MHP Grup Başkan Vekili Oktay Vural, önceki gece, Genç Bakış’ta konuğumuzdu.
Çanakkale 18 Mart Üniversitesi’nde gerçekleşen programda, konu, her ne kadar Türkiye’nin güncel sorunları olarak belirlense de, tartışmaların odak noktası Cumhurbaşkanlığı Seçimi oldu.
Vural, MHP’nin cumhurbaşkanı adayının belli olduğunu ama açıklamak için daha zamana ihtiyaçları bulunduğunu söyledi. Gül ve Erdoğan‘ın o makamı hak etmediklerini vurguladı...
Tıklım tıklım dolu bir salonda gece geç saatlere kadar süren ve ekran başındaki izleyicilerin de yoğun ilgi gösterdiği programdan işte bazı satır başları:
Gül’e de, Erdoğan’a da hayır
- Erdoğan mı Köşk’e çıkacak yoksa Gül mü?

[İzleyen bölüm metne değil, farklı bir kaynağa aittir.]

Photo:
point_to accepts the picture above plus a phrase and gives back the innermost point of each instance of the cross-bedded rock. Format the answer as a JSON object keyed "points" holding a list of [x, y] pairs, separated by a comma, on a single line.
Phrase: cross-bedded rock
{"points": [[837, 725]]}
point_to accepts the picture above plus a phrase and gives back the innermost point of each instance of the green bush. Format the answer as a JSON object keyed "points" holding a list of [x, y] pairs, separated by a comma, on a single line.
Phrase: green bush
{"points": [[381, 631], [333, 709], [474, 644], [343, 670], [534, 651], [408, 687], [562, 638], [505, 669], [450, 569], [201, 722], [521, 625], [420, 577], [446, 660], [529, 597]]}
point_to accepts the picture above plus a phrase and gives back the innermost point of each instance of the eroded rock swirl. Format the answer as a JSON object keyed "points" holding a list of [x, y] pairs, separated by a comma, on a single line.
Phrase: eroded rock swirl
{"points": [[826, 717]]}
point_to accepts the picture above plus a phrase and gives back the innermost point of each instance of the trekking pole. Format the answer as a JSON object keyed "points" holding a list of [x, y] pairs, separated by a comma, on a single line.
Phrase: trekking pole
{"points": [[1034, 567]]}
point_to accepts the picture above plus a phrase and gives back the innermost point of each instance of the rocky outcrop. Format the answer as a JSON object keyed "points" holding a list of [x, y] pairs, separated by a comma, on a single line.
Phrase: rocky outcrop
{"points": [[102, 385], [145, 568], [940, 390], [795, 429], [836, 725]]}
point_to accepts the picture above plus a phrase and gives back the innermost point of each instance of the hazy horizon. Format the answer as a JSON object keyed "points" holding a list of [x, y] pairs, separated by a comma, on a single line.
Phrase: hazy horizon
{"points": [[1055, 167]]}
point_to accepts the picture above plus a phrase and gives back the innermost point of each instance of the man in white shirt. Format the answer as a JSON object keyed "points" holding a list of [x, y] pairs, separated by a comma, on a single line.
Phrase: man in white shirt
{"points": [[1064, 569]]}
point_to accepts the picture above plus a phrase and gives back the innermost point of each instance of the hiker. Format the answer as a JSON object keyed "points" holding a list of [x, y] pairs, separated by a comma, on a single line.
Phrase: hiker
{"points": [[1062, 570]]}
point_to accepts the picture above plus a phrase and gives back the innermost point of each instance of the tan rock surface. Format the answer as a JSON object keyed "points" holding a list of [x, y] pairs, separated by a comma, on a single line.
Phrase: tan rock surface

Cumhurbaşkanlığı makamının bir parti içi mesele gibi değerlendirilmesi bu makama yakışmaz.
- Cumhurbaşkanlığı makamı kriz üreten bir makam olmamalı. Toplumu ayrıştırmamalı, hukuka sahip çıkmalı. Bu kadar açık ve net.
- MHP olarak bizim belirleyeceğimiz siyaseti anlayan ama halktan kopuk olmayan bir cumhurbaşkanı olacak. MHP’nin herkesi düşünerek, kendi içinden ya da dışından sunacağı bir aday var, gönlümüzden ya da aklımızdan geçen biri var ama daha ağzımızdan çıkmadı.
- Kadın cumhurbaşkanı da olabilir tabii. Bu bir zamanlama meselesi değil. Kadın ya da erkek gibi bir kategoriyle bakmak doğru değil. Kadın olduğu için değil hak ettiği için olur. O noktalara gelmiş kadınlarımız vardır, elbette olabilir.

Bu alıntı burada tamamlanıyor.